Band-aid for a2 core hangs

Come join the... uh... er... fold.

Moderators: just brew it!, farmpuma

Band-aid for a2 core hangs

Postposted on Mon Dec 08, 2008 1:20 am

I'm currently testing a script to automatically recover from the "hang at end of work unit" issue with the a2 core. Anyone else who's interested can help me test it too. Save the script (at the end of this post) in your folding directory, and make sure execute permission is set on the file. To use, just run the script in a terminal window... e.g. if you named the script a2check and your folding directory is fah, you would execute the following commands:
Code: Select all
cd fah
./a2check

If you'd rather run it in the background (and log to a file), you can do the following instead:
Code: Select all
cd fah
./a2check >>a2check.log 2>&1 &

What it does: Every 5 minutes it counts the number of instances of FahCore_a2.exe running on the system. Anything other than 4 (the normal number) or 0 (indicating that the a2 core is not being used at all) means there's a potential problem. If the script detects an anomalous number of a2 cores running, it waits another 5 minutes and checks again (this should prevent "false positives" from occurring if we happen to check just as the WU is starting up or shutting down normally). If the second check still indicates a problem, it kills the wayward a2 cores. This should allow the main folding client to start the next WU normally.

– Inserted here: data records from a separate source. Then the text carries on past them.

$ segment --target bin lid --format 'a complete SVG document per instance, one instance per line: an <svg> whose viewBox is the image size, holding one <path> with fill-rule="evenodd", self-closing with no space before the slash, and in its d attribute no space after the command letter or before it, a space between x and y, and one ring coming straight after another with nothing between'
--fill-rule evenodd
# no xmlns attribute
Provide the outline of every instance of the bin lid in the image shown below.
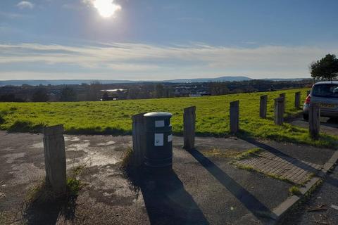
<svg viewBox="0 0 338 225"><path fill-rule="evenodd" d="M144 114L146 117L171 117L173 114L165 112L151 112Z"/></svg>

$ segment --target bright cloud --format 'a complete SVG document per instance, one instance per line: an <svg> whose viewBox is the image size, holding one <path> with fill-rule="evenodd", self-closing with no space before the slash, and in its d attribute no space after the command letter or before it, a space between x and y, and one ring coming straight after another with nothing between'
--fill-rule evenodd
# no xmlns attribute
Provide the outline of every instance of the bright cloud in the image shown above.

The script runs continuously until killed, and logs a message every time it initiates a recovery.

Here's the script itself (save as a2check in your folding directory):
Code: Select all
#!/bin/bash
app="FahCore_a2.exe"
while true; do
count=`ps -A | grep $app | wc -l`
if [[ $count > 0 && $count != 4 ]]
then
sleep 300
count=`ps -A | grep $app | wc -l`
if [[ $count > 0 && $count != 4 ]]
then
echo `date`: "Nuking $count $app processes"
killall -9 $app
fi
fi
sleep 300
done
(this space intentionally left blank)
just brew it!
Administrator
Gold subscriber
 
 
Posts: 37955
Joined: Tue Aug 20, 2002 10:51 pm
Location: Somewhere, having a beer

Re: Band-aid for a2 core hangs

Postposted on Mon Dec 08, 2008 10:52 am

I think that will run in to problems if people are running with something like "-smp 8" options.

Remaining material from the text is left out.